A feminização da pobreza no contexto do Sistema Único de Assistência Social (SUAS) é reforçada pelos programas de transferência de renda ao elencarem a titularidade da mulher para esses benefícios e ao instituírem a seletividade dos mais pobres entre os pobres. Na Política de Assistência Social, as mulheres são as responsáveis pelos cadastros sociais, por responder às condicionalidades dos programas sociais e por participar das reuniões de grupos de convivência e fortalecimento de vínculos familiares, assim como responder às demais demandas da saúde e educação familiar. Os programas de transferência de renda, ao focalizarem sua atenção na mulher, apresentam caráter contraditório, pois, se por um lado a mulher, como receptora dos benefícios, pressupõe certo protagonismo e a superação da feminização da pobreza, ao mesmo tempo configura-se como estratégia para administrar as expressões da questão social, legitimando a ideologia capitalista e perpetuando a produção e reprodução das classes sociais (CISNE, 2007).

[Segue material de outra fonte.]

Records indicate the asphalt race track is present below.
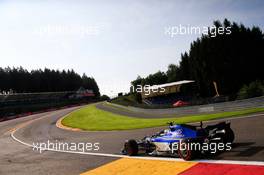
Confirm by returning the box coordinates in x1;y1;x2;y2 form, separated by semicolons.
0;100;264;174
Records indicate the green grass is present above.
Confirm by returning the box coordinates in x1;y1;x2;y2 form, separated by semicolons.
62;105;264;131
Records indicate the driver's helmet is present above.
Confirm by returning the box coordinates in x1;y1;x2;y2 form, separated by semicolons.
170;125;180;131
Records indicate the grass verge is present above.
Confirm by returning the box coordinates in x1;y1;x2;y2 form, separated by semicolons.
62;105;264;131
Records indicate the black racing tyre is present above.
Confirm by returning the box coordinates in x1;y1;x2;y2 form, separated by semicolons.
125;140;138;156
178;141;194;160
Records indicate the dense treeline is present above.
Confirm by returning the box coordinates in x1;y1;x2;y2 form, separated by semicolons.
131;19;264;96
0;67;100;96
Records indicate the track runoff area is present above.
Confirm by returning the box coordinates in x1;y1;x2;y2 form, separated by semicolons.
5;97;264;175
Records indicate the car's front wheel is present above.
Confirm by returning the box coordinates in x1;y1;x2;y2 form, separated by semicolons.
124;140;138;156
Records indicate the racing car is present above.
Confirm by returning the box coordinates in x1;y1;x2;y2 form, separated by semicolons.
122;122;235;160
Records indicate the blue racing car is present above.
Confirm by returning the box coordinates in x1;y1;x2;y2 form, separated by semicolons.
122;122;235;160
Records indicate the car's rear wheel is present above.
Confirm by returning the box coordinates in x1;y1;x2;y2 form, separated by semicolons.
178;141;194;160
125;140;138;156
223;128;235;143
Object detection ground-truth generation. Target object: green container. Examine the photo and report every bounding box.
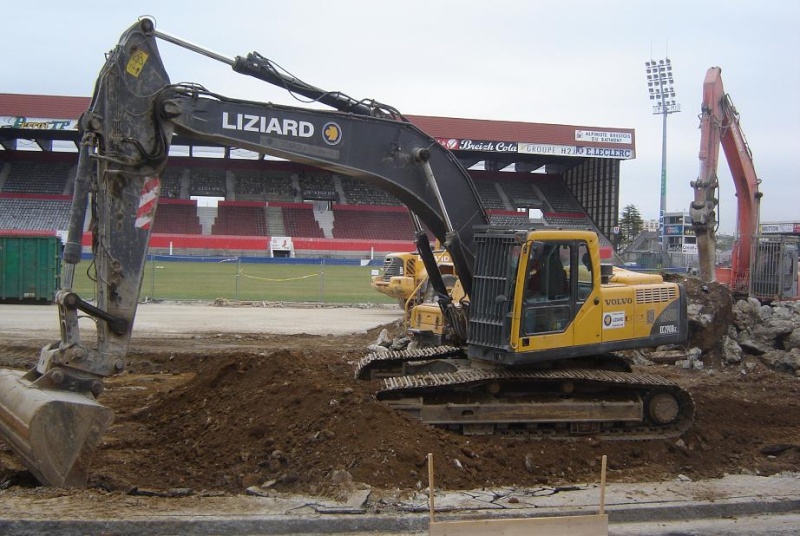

Carloto (2015) reflete que as políticas públicas têm convertido a responsabilidade das mulheres em obrigações exclusivas e excludentes. Para superar essa condição, os desafios ainda são muitos. É preciso desnaturalizar e desconstruir as atribuições de gênero que historicamente foram criadas pela divisão sexual do trabalho – que são reafirmadas pelas políticas sociais e reproduzem a mulher-mãe dona de casa, sem reconhecer essas atividades como trabalho –, assim como fortalecer o acesso ao emprego com igualdade de oportunidades. Outro aspecto importante diretamente relacionado às horas gastas com o trabalho do cuidado é a educação infantil. O tempo de permanência na creche/pré-escola e o acesso à alimentação escolar gratuita também apresentam forte correlação com a diminuição do tempo de trabalho das mulheres. Dessa forma, verifica-se a relação entre o acesso às políticas sociais e a diminuição do tempo despendido no trabalho do cuidado, principalmente entre as famílias mais pobres.

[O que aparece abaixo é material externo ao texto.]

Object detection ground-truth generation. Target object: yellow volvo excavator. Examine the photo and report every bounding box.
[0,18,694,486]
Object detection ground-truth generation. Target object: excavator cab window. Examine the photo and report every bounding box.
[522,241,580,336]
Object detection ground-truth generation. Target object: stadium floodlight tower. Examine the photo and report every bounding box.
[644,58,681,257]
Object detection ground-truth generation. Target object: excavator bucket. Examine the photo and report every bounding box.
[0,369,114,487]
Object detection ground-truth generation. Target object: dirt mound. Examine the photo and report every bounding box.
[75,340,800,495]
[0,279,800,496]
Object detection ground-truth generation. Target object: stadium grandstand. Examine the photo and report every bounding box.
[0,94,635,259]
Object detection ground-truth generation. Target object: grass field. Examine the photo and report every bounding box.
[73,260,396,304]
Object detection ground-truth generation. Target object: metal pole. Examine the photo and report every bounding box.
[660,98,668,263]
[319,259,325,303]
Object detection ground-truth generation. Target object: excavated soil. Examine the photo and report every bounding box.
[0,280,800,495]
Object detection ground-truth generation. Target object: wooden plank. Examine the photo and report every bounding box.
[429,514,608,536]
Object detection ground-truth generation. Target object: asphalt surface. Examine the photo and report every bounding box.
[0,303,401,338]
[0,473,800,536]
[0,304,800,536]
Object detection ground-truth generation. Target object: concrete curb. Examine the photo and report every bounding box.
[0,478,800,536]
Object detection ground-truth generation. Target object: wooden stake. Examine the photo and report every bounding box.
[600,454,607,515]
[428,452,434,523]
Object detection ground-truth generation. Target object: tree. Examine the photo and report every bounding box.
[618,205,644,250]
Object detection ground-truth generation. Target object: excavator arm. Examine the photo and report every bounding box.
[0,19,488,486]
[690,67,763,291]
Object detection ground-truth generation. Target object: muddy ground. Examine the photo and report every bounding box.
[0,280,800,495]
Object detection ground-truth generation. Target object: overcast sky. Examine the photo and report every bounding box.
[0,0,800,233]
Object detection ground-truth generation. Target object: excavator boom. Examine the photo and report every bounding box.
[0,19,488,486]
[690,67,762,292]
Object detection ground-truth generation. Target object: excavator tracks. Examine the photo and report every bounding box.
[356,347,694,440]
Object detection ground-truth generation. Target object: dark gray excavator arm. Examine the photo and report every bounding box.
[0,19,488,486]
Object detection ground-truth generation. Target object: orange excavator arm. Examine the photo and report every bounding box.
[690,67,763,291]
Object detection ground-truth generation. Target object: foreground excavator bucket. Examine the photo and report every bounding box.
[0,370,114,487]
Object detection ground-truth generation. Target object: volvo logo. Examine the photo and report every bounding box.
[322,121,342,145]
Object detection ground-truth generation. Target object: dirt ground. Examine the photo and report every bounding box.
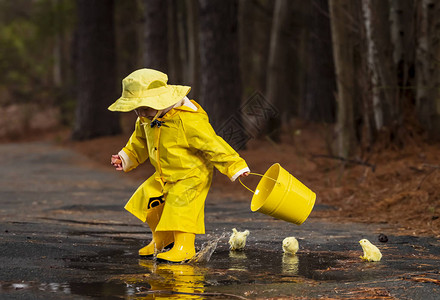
[2,118,440,237]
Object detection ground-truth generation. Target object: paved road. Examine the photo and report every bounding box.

Acordando com Carloto (2015), fundamentalmente demandam-se mudanças no modo como as políticas públicas interpelam a participação feminina. É preciso analisar até que ponto as políticas sociais têm efetivado a autonomia e emancipação da mulher em vez de responsabilizá-las pela proteção social, reforçando ainda mais a discriminação e a desigualdade de gênero nas várias esferas da vida social.

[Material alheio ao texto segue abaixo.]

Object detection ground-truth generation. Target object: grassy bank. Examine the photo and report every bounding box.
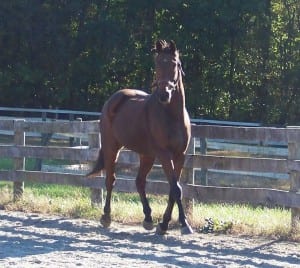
[0,183,300,241]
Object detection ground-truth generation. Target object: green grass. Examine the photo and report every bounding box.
[0,182,300,241]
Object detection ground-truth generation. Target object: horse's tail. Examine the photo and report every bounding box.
[86,149,104,178]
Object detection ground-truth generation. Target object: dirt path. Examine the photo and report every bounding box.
[0,210,300,268]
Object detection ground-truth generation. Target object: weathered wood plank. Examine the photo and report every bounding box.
[7,120,99,133]
[192,125,288,143]
[0,120,14,131]
[0,145,99,162]
[185,155,288,173]
[183,185,300,208]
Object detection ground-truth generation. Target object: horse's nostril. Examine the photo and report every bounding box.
[159,92,170,103]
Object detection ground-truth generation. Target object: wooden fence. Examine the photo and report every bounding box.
[0,119,300,230]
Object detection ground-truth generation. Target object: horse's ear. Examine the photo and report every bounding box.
[170,40,177,53]
[155,40,163,53]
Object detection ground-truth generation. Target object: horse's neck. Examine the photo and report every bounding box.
[169,83,185,119]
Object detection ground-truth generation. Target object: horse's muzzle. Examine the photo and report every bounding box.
[158,88,173,104]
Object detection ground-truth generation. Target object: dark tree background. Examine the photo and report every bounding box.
[0,0,300,124]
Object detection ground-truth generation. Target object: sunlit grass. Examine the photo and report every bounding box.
[0,183,300,240]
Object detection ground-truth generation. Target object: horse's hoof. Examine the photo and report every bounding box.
[181,225,194,235]
[100,214,111,228]
[143,221,154,231]
[156,223,167,235]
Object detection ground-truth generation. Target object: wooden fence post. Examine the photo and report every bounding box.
[200,138,208,186]
[13,119,25,201]
[288,138,300,233]
[181,137,195,217]
[88,133,103,206]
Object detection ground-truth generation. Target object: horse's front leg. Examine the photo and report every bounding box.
[136,155,154,230]
[100,172,116,228]
[157,153,193,234]
[173,153,193,234]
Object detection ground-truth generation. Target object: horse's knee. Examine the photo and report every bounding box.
[171,181,182,201]
[135,178,146,194]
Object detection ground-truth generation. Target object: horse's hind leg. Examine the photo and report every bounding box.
[100,144,120,228]
[136,155,154,230]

Percebe-se que há um leque de questões suscitadas a partir dos estudos sobre o uso do tempo que passam pela determinação das atividades que dizem respeito ao trabalho familiar, pela discussão do universo do trabalho feminino, pela discussão em torno da redução da jornada de trabalho e pela inclusão das questões relativas a gênero na formulação das políticas públicas, questões que merecem ser aprofundadas. Coloca-se a necessidade de ampliar esse debate no âmbito da sociedade brasileira. O aprofundamento dessa discussão torna-se impreterível ao se considerarem os limites desta pesquisa, apesar de acreditarmos na contribuição que ela pode oferecer aos estudos nessa área, sobretudo no campo do Serviço Social.